The report, which was shared by the Central Bank of Spain, emphasizes the risks coming from stablecoins, called stablecoins in Spanish, issued both by entities in the European Union (EU) and outside the region.
Global stablecoin capitalization has more than doubled since the report on cryptoassets and decentralized finance that the ESRB published just over two years ago, in May 2023. “This growth is due, in part, to the United States’ policies on cryptoassets that promote the adoption of stablecoins denominated in US dollars,” notes the ESRB.
The organization highlights that stablecoins and traditional finance are increasingly interconnected, even through reserves in commercial banks that support their reference values (pegs). Consequently, the report highlights the need to ensure that eligible reserve assets in the EU are of high quality and liquid.
In turn, the report indicates that cryptocurrency investment products are increasingly accessible to institutional and retail investors, as part of the growing integration of the sector into traditional finance, which poses hidden risks to regulating them.
It specifies that the GMF that offer these products can operate with opaque corporate structures and resort to cross-border regulatory arbitrage practices. “This can pose challenges for effective supervision, particularly when groups are based outside the EU,” he clarifies. The report therefore calls for formal supervisory cooperation mechanisms and reporting obligations.
In addition to this, this highlights the risks to financial stability derived from stablecoins issued jointly by entities in the EU and third countries.
Underlines that stablecoins issued jointly by entities in the European Union and third countries present inherent vulnerabilities and generate risks for financial stability in the region.
On the one hand, he points out that A massive stablecoin run could prompt holders to request a refund of the European Union issuer, adding pressure to its reserves, which would delay repayments and amplify massive withdrawals within the bloc.
On the other hand, it adds that the restrictions imposed by third country authorities on the transfer of reserves between jurisdictions could aggravate these risks in periods of tension.
“The EU Regulation on Markets in Crypto Assets (MiCA) does not explicitly provide for the joint issuance of stablecoins by EU and third country entities and therefore cannot address the associated risks,” warns the ESRB, which an action plan is necessary.

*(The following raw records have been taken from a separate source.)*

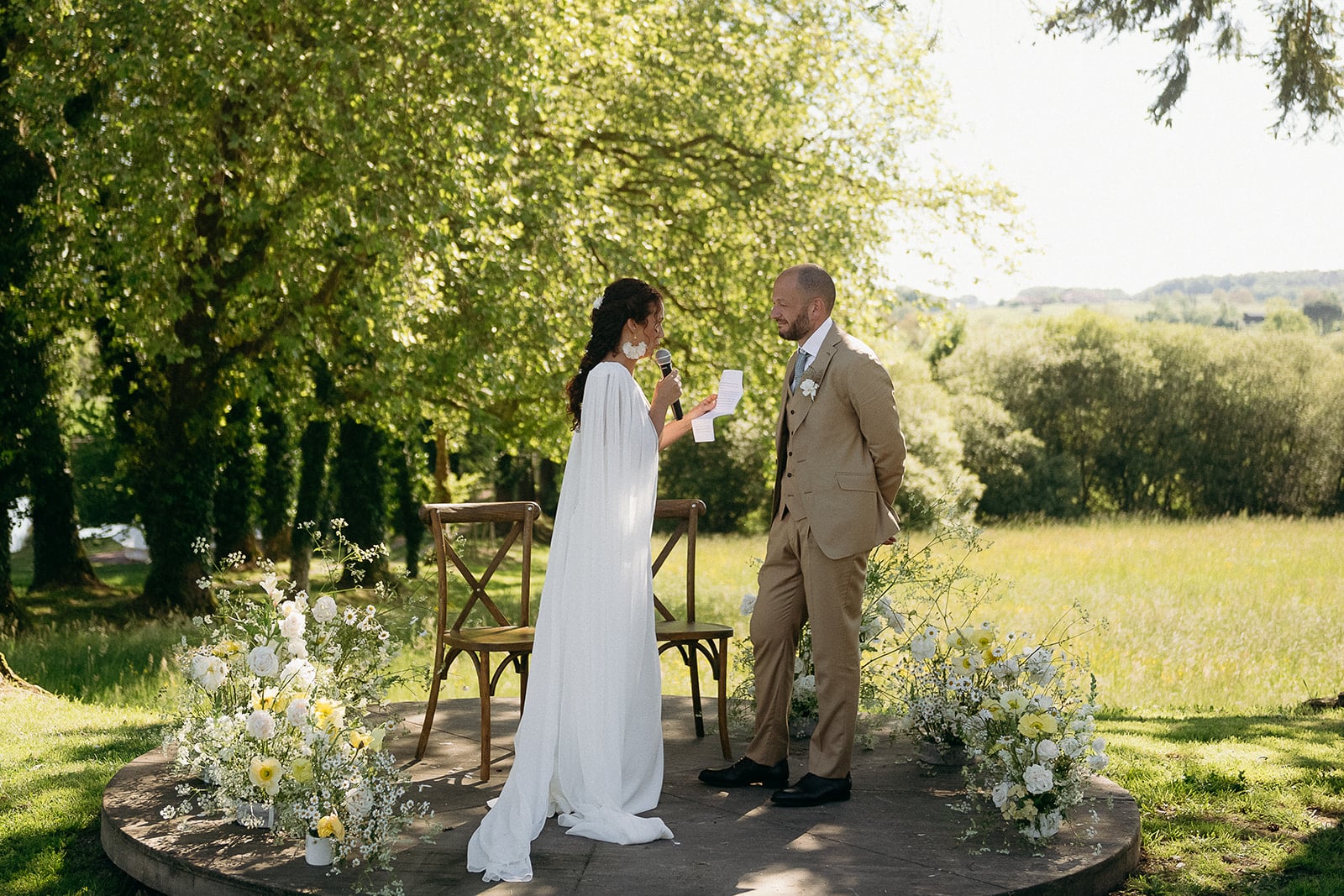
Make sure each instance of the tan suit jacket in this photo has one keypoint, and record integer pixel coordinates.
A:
(844, 445)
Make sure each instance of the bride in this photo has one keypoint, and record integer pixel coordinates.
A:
(589, 747)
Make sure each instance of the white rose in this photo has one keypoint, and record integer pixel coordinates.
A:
(1038, 779)
(326, 609)
(264, 661)
(208, 671)
(293, 625)
(360, 801)
(297, 711)
(261, 725)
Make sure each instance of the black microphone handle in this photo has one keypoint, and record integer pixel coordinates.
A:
(676, 405)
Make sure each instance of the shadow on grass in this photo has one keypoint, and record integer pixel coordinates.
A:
(57, 848)
(1233, 804)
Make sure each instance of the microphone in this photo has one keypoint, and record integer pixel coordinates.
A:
(664, 359)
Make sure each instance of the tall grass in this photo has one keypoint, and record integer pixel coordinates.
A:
(1226, 616)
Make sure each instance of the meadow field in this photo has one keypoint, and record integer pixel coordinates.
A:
(1215, 631)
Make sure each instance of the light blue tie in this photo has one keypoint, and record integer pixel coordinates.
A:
(797, 371)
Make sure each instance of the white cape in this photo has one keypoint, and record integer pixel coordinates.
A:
(589, 746)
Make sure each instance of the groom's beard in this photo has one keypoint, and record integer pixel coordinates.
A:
(800, 327)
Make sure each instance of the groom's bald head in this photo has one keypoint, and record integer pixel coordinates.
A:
(812, 281)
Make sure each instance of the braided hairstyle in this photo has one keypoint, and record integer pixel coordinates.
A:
(627, 298)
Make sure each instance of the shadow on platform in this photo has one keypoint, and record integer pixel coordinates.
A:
(900, 833)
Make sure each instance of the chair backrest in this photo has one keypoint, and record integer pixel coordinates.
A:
(522, 515)
(689, 512)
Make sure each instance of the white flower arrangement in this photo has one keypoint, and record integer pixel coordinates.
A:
(275, 711)
(1019, 710)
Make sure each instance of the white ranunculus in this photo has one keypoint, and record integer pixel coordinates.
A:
(297, 711)
(1038, 779)
(268, 584)
(293, 625)
(299, 672)
(208, 671)
(360, 801)
(924, 647)
(264, 661)
(261, 725)
(326, 609)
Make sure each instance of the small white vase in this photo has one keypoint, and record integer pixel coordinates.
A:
(319, 851)
(264, 815)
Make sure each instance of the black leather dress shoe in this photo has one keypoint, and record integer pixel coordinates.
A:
(813, 790)
(746, 772)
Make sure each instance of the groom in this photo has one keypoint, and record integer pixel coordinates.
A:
(839, 459)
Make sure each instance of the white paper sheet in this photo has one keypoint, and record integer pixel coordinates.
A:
(730, 391)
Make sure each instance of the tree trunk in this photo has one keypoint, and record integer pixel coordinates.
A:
(407, 506)
(235, 493)
(360, 499)
(13, 616)
(312, 477)
(277, 481)
(441, 492)
(58, 555)
(175, 450)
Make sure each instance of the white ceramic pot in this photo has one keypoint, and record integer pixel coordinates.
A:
(319, 851)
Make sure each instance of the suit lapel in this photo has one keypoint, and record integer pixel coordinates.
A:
(816, 372)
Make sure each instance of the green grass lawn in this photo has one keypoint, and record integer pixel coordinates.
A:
(1216, 631)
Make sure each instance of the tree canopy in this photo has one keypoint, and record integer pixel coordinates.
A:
(401, 219)
(1296, 42)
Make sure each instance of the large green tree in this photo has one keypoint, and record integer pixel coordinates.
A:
(1296, 42)
(427, 202)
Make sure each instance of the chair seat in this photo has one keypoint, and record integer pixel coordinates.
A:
(674, 631)
(495, 640)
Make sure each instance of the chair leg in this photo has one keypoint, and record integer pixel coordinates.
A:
(696, 688)
(429, 710)
(723, 698)
(484, 683)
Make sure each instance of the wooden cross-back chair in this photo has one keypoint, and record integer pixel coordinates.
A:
(512, 637)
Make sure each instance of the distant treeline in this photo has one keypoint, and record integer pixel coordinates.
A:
(1292, 285)
(1066, 417)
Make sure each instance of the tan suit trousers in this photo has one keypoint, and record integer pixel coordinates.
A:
(799, 584)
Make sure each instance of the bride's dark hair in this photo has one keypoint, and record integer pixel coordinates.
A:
(627, 298)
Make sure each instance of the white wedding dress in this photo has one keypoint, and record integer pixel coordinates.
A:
(589, 746)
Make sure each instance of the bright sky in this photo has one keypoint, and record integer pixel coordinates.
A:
(1115, 199)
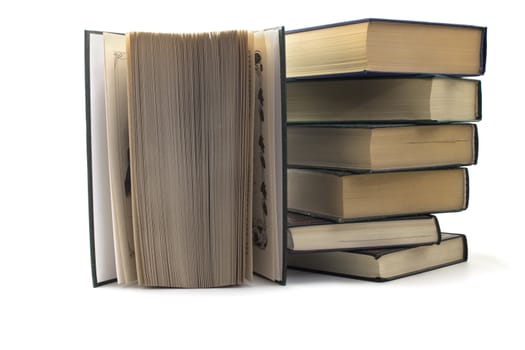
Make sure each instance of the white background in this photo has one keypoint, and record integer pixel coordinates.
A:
(46, 296)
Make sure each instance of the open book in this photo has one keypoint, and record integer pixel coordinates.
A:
(185, 157)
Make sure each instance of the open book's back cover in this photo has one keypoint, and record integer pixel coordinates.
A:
(100, 222)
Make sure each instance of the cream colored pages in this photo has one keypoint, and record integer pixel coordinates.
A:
(268, 187)
(118, 157)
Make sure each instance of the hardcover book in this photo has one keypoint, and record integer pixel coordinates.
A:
(384, 47)
(393, 99)
(185, 157)
(382, 147)
(385, 264)
(311, 234)
(345, 196)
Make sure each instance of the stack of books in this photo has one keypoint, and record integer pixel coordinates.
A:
(380, 131)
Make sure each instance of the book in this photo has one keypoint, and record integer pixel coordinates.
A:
(346, 196)
(385, 46)
(307, 233)
(385, 264)
(185, 157)
(382, 147)
(391, 99)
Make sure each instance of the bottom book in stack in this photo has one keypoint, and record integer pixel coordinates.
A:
(372, 226)
(385, 264)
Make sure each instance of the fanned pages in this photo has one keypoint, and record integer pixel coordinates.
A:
(183, 129)
(191, 135)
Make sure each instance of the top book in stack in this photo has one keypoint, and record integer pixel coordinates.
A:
(382, 47)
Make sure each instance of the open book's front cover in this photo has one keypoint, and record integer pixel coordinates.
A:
(100, 221)
(269, 205)
(102, 246)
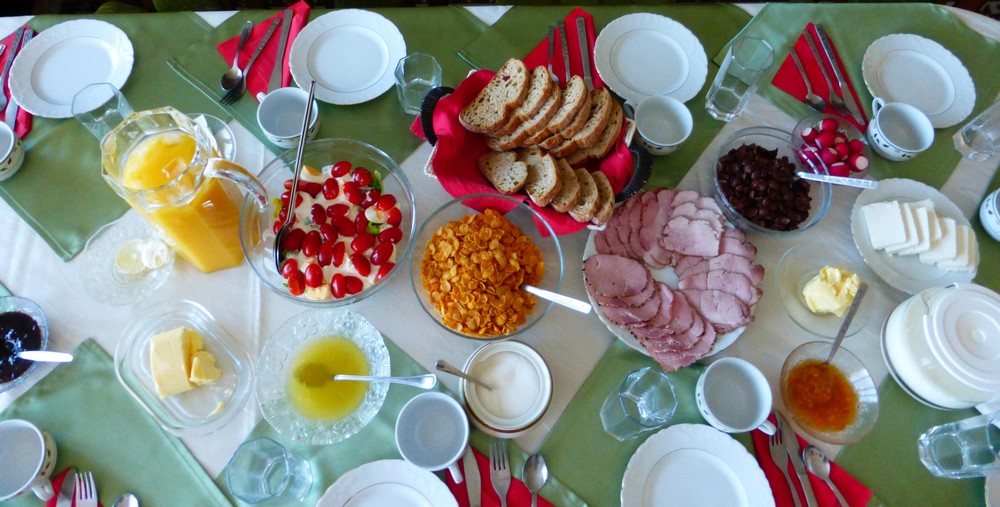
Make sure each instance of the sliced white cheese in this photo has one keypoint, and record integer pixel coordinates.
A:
(885, 225)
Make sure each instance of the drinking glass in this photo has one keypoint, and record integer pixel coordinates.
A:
(980, 138)
(263, 469)
(963, 449)
(746, 60)
(644, 401)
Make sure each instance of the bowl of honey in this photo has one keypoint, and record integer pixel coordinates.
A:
(835, 402)
(296, 391)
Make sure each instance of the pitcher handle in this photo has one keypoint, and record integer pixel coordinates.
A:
(222, 168)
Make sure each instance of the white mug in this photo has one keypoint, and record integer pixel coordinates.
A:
(27, 459)
(280, 115)
(898, 131)
(432, 431)
(734, 396)
(662, 122)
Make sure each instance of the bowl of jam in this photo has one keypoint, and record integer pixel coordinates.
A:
(23, 326)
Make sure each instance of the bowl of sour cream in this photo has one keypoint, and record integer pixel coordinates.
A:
(521, 391)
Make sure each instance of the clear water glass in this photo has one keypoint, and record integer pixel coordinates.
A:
(645, 400)
(262, 469)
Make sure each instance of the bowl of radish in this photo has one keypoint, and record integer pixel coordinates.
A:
(838, 143)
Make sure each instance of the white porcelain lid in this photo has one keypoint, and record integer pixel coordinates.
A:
(963, 331)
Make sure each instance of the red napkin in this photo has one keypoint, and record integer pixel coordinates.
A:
(56, 484)
(260, 73)
(516, 496)
(23, 117)
(790, 81)
(856, 494)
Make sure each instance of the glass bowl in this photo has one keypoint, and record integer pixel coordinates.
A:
(518, 213)
(276, 362)
(770, 139)
(845, 126)
(256, 226)
(14, 370)
(797, 267)
(860, 381)
(204, 409)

Along these lines, the ESRB recommends that the European Union clarify the schemes permitted under the current framework of the MiCA Regulation before the end of 2025. Failing this, it urges the relevant authorities (such as the European Commission, the European Supervisory Authorities and national supervisory authorities) to mitigate the risks to financial stability arising from such schemes through appropriate safeguards.

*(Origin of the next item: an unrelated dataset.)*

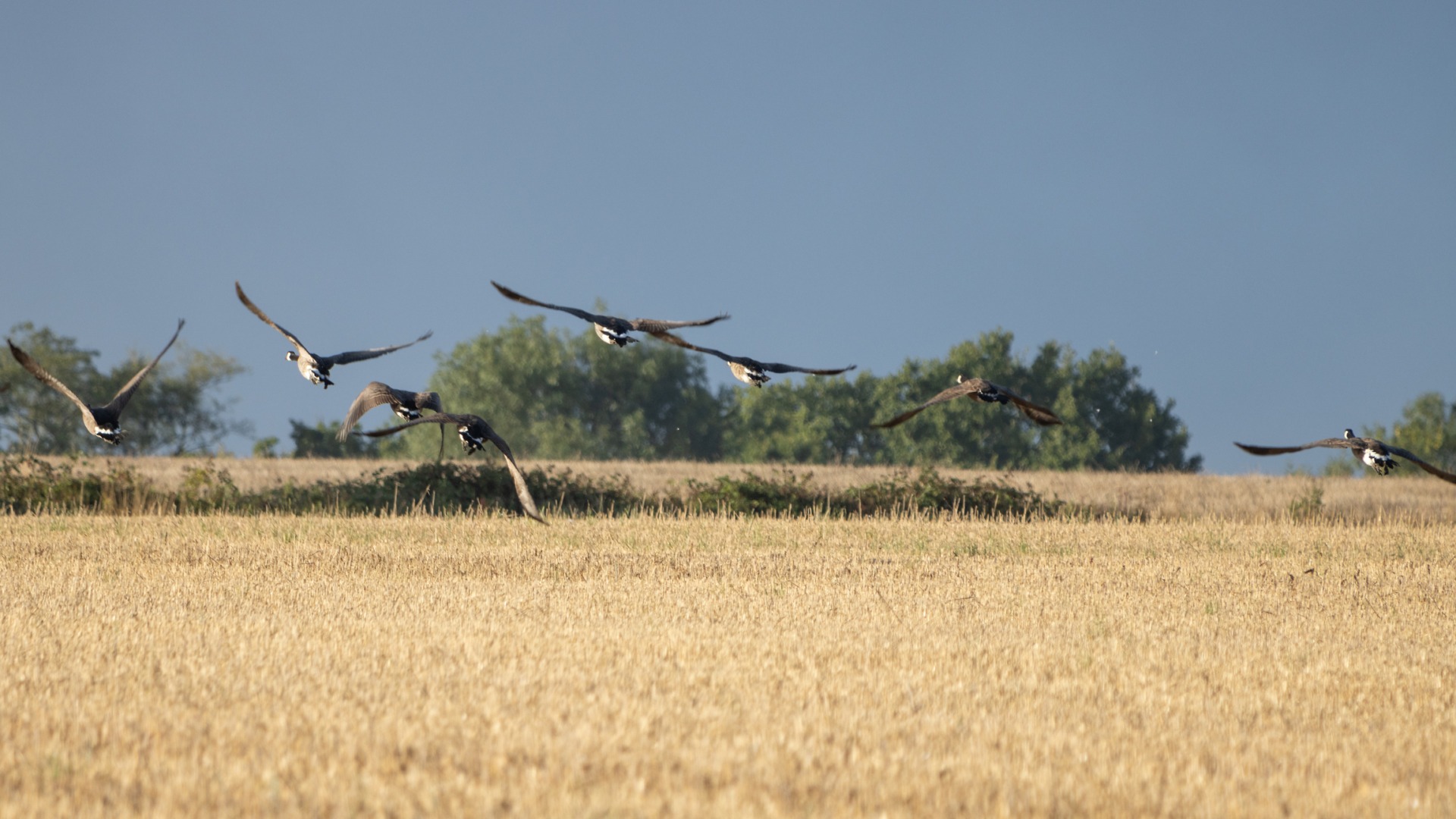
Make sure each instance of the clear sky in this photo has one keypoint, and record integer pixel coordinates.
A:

In his view, safeguards should include, for example, strengthened supervisory measures, closer international cooperation and the introduction of necessary legal reforms. AND It is expected that the majority of these will be implemented in 2026 and the rest before the end of 2027..
The ESRB anticipated that it will monitor the implementation of this recommendation and clarified that the underlying authorities must communicate the measures adopted in response to this report, in addition to justifying the reason in case of inaction.
This initiative, as CriptoNoticias has been reporting, is in line with the progress of European organizations in terms of defining and applying regulations on the cryptocurrency ecosystem, such as the registry of virtual asset service providers maintained by Spain.